[zeromq-dev] Thinking out loud ...

Henry Baragar Henry.Baragar at instantiated.ca
Fri Jun 24 18:11:13 CEST 2011

I have followed the 0MQ mailing list for about a year, experimented with 0MQ 
and contributed to the 0MQ adaptor for plack.  I like many of the features of 
0MQ, including asynchronous I/O, multi-language support, fan-out/fan-in 
connections and end-point connection syntax.  But there are a number of things 
that I find frustrating and that hinder my use of 0MQ for more applications, 
the "slow joiner" syndrome, which limits the effectiveness of dynamically 
adding new workers when its observed that the current set of workers needs 
help handling the load (The Guide: Getting the Message Out)
push sockets that block when there are no connections, preventing a ventilator 
from doing useful work while waiting for connections
devices (e.g. routers) that ruin the fair-queuing properties, resulting in the 
possibility that workers connected to a device may be idle while workers 
directly connected to the original source are over-burdened (i.e. have 
messages sitting in their queues)
High Water Mark (HWM) configuration that offers little protection from memory 
exhaustion when the number of anticipated connections is unknown (The Guide: 
(Semi-)Durable Subscribers and High-Water Marks)
Message loss (due to network I/O buffers) even when using durable sockets (The 
Guide: Transient vs.

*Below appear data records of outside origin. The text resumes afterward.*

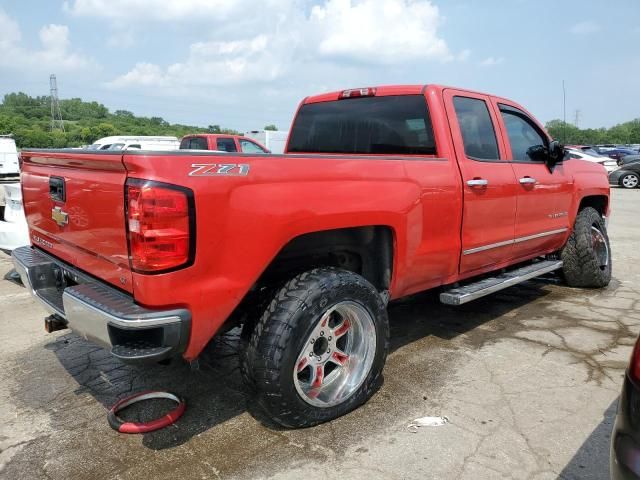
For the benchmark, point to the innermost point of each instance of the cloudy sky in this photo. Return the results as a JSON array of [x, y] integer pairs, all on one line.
[[245, 63]]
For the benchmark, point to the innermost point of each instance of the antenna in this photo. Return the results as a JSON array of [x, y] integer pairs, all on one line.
[[56, 116], [564, 114]]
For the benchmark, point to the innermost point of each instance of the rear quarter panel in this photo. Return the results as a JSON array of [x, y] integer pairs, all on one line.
[[590, 179], [244, 221]]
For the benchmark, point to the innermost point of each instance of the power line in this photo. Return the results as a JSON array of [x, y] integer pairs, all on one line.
[[56, 115]]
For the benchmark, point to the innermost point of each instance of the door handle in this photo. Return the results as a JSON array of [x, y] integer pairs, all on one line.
[[528, 181], [478, 182]]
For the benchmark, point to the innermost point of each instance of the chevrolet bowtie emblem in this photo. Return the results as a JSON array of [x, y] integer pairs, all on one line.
[[60, 217]]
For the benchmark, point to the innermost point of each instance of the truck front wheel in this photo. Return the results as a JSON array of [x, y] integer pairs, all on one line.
[[318, 350], [587, 254]]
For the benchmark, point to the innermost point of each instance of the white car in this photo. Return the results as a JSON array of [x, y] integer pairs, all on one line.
[[608, 163], [8, 156]]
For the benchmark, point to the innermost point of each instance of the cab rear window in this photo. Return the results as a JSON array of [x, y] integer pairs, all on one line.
[[397, 124], [194, 143]]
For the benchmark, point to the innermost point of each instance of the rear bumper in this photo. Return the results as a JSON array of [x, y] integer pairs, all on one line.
[[100, 313]]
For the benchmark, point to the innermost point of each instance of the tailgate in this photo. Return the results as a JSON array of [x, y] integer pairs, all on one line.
[[74, 204]]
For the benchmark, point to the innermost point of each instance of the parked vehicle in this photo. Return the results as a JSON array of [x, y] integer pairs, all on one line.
[[382, 193], [14, 232], [136, 142], [625, 439], [8, 156], [609, 164], [274, 141], [221, 143], [628, 159], [627, 176], [620, 153]]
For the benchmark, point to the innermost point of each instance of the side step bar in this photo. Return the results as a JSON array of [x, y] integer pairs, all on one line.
[[486, 286]]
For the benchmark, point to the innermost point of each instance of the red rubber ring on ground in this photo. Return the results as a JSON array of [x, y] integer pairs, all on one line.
[[121, 426]]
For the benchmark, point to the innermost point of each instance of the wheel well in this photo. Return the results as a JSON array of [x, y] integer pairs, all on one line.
[[367, 251], [598, 202]]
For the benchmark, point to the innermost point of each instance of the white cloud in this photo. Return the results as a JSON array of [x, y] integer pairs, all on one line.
[[212, 63], [121, 38], [585, 28], [9, 31], [154, 10], [281, 38], [55, 54], [379, 31], [492, 61]]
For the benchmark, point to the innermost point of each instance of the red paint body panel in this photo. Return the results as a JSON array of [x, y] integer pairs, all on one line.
[[212, 140], [243, 222], [95, 238]]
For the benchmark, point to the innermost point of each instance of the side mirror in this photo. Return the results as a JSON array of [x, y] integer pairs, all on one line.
[[557, 153]]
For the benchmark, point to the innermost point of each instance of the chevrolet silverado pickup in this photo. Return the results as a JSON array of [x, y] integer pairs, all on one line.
[[381, 193]]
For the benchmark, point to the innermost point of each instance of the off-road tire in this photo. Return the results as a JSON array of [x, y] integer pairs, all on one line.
[[581, 267], [629, 184], [269, 360]]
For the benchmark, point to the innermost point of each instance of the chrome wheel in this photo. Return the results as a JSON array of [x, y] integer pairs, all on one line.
[[600, 247], [337, 357], [629, 181]]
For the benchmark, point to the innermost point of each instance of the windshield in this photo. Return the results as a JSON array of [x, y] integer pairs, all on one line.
[[397, 124]]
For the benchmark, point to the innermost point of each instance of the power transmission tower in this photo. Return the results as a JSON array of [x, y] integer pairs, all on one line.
[[56, 116]]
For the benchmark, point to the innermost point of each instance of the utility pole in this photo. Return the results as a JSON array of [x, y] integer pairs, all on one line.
[[56, 116]]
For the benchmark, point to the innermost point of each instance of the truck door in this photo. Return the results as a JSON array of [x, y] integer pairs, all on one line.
[[544, 194], [489, 182]]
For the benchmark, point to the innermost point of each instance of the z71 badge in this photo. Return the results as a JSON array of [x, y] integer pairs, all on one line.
[[216, 169]]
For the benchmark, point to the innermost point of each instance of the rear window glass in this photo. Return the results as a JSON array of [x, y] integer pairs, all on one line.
[[227, 145], [194, 143], [476, 127], [376, 125]]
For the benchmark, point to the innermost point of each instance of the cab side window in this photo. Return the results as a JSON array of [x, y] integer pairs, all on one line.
[[227, 145], [525, 139], [194, 143], [477, 130]]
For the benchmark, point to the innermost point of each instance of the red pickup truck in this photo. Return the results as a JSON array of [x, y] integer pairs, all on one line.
[[383, 192]]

Durable Sockets)
It seems to me that this non-determinism arises from 0MQ using a "push" model 
at its core, where 0MQ tries to push messages out as quickly as possible.

I wonder how things would change if 0MQ used a "pull" model instead?  Here is 
what I mean by a pull model:
Every socket has a queue (SEND, RECV, or both) of configurable length
A producer application continues to generate messages as long as its SEND 
socket queue is not full: the producer blocks when the queue is full and does 
not unblock until a message is delivered to a consumer
When a RECV socket starts up, it asks its connected producers for exactly as 
many messages as would fill up its RECV queue
I don't know enough about 0MQ to determine if this idea could be incorporated 
into 0MQ, or if it describes something else.  Please read on to see how this 
change could alleviate a lot of fustrations, both for me and for others.

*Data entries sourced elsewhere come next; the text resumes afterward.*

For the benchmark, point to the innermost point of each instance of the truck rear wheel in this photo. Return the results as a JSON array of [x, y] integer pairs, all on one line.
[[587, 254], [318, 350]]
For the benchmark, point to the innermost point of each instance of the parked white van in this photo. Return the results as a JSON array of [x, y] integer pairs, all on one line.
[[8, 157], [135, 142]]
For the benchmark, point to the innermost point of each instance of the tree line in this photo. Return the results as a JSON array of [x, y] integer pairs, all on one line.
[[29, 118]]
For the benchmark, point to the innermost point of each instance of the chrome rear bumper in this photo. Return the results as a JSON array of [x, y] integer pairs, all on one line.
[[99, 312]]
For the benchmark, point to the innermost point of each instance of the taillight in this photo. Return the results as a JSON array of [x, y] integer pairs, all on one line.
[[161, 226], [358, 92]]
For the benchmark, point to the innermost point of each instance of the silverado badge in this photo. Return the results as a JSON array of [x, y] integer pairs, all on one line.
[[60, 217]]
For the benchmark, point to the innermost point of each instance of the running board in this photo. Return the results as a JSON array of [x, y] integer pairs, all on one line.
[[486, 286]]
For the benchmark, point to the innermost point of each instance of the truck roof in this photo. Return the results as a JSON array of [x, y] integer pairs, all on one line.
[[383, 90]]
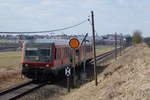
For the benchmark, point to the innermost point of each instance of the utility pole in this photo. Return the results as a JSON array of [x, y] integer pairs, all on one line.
[[115, 45], [94, 50], [120, 43]]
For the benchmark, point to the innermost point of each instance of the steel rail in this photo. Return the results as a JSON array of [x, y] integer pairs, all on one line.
[[15, 87], [27, 91], [102, 56]]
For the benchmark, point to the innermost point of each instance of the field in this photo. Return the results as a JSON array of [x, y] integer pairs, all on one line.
[[10, 67], [101, 49]]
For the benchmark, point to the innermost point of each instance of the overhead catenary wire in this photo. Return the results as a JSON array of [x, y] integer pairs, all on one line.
[[54, 30], [91, 25]]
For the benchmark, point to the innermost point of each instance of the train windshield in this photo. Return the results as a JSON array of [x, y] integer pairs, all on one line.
[[38, 53]]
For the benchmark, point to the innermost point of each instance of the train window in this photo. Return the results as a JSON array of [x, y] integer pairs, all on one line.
[[44, 52]]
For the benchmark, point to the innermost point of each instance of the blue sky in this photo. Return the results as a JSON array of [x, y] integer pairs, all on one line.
[[122, 16]]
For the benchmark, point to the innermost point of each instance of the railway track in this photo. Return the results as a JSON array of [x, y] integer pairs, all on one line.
[[20, 90], [27, 87]]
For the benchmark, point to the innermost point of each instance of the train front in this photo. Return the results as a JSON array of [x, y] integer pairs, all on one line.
[[37, 60]]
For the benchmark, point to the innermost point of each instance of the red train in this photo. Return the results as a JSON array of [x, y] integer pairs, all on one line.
[[42, 59]]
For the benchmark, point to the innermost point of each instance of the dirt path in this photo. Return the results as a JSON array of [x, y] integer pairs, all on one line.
[[124, 79]]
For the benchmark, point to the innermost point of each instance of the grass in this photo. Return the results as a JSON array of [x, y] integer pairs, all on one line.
[[10, 59]]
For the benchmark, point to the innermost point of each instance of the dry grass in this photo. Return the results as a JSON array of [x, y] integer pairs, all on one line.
[[10, 59], [102, 49]]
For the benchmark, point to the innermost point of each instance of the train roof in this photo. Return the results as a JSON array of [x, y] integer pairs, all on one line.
[[55, 41]]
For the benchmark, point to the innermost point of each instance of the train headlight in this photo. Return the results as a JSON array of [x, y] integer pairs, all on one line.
[[26, 65], [47, 65]]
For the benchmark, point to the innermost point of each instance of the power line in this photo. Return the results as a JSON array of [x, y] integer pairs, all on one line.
[[69, 27]]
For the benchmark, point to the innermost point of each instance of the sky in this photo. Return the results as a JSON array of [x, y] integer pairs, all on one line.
[[122, 16]]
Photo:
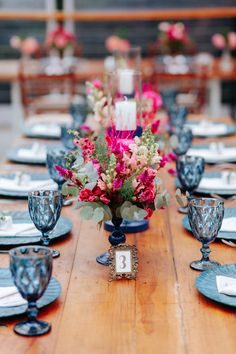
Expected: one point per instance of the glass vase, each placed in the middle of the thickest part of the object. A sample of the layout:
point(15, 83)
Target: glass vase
point(115, 238)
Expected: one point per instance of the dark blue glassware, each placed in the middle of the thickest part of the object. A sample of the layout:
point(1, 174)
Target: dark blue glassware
point(56, 157)
point(177, 116)
point(31, 268)
point(79, 113)
point(67, 138)
point(182, 140)
point(205, 217)
point(189, 171)
point(45, 209)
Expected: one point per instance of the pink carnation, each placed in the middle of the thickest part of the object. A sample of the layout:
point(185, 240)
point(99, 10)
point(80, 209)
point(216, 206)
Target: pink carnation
point(218, 41)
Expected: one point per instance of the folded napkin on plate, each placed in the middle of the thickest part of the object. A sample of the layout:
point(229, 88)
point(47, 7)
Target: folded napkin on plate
point(207, 129)
point(24, 229)
point(48, 129)
point(11, 185)
point(10, 296)
point(226, 285)
point(216, 183)
point(37, 152)
point(229, 224)
point(214, 155)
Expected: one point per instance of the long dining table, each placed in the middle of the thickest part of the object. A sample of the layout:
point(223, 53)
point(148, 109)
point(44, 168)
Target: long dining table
point(159, 312)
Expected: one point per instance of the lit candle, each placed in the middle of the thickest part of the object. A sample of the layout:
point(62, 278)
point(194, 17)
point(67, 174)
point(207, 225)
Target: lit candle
point(125, 112)
point(126, 81)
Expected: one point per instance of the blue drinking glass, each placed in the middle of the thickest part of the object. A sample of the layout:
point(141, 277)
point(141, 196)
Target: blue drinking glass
point(189, 171)
point(31, 268)
point(78, 112)
point(183, 140)
point(45, 209)
point(67, 138)
point(177, 116)
point(56, 157)
point(205, 217)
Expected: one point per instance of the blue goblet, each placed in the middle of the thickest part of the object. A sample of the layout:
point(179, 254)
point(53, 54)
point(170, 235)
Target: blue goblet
point(67, 138)
point(178, 116)
point(183, 140)
point(189, 171)
point(78, 112)
point(31, 268)
point(45, 209)
point(205, 217)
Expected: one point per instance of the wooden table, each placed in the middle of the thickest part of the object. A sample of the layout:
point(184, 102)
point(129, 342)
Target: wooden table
point(161, 312)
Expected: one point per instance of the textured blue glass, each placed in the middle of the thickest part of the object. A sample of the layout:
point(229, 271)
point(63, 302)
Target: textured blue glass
point(44, 209)
point(67, 138)
point(205, 218)
point(31, 268)
point(56, 157)
point(184, 137)
point(190, 170)
point(78, 112)
point(177, 115)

The PUB/SUB scenario is probably the easiest one to describe:
A publisher application sets up a PUB socket with a queue long enough to cover 
subscriber start up times and acceptable subscriber outages.  The subscriber 
continously writes messages to the PUB socket:  when the queue gets full, the 
socket removes the oldest message to make room for a new message.  The 
publisher is never blocked and never faces memory exhaustion (unless too large 
of a queue was specified)
A subscriber application connects to the publisher (passing in its filters) 
and the SUB socket asks for its queue length number of messages from the 
publisher.  Later, when space becomes available on its queue, the SUB socket 
sends the message number of the most recent message on its queue (to the PUB 
socket) and asks for the next (filtered) message with a higher number.  If the 
message number sent by the SUB socket refers to a message that no longer is in 
the PUB sockets queue, then the SUB socket can be notified that messages (may) 
have been missed:  the PUB queue may need to be lengthened if this happens too 
A proxy (a SUB/PUB device) is a very simple device: it has a SUB socket with a 
very short queue (possibly 0 length) connected to a PUB socket queue with 
length set as desired (probably set to the same length used for the 
publisher's PUB socket).  From the subscribers point of view, it can't tell 
the difference between the proxy and the publisher (other than latency).  In 
fact, the subscriber's SUB socket could be connected to both the publisher and 
the proxy, and alternate getting messages from one and the other (provided 
both the publisher and proxy have the same session ID).
If a subscriber dies or is restarted, there are two possibilities.  If the 
subscriber "remembered" the number of the last message it processed (e.g. if 
it was written to disk), then it can pass this number to the SUB socket at 
creation time, which would use it as a starting point for building its queue.  
If the subscriber is restarted within the time period covered by the PUB 
sockets queue, then no messages would have been missed.  If the subscriber did 
not remember the message number, then the SUB socket would build its queue 
starting from the beginning.  This means that the subscriber could end up 
processing the same message twice.
If the publisher dies or is restarted, then the PUB socket queue would be lost 
(or not - see the next point) and there would be two possibilities.  If the 
publisher "remembered" the number of the last message it pushed onto the PUB 
socket, then it could continue publishing from where it left off (by passing 
the session ID and this number to the PUB socket at creation time).  If it did 
not remember the number of the last message, then the PUB socket would 
generate a new session ID and restart message numbering from 0.  When a SUB 
socket receives a message with a new session ID, a configuration setting would 
specifiy if it should keep the messages associated with the previous session 
ID, or discard them.
It is very simple to preserve a publisher's PUB socket queue across publisher 
restarts:  simply put a proxy in front of the publisher.  If the architecture 
must be resilient to a proxy device dying or being restarted, then put a 
second proxy in front of the publisher and configure subscribers to connect to 
both proxies.
I don't know how these ideas will work over (E)PGM.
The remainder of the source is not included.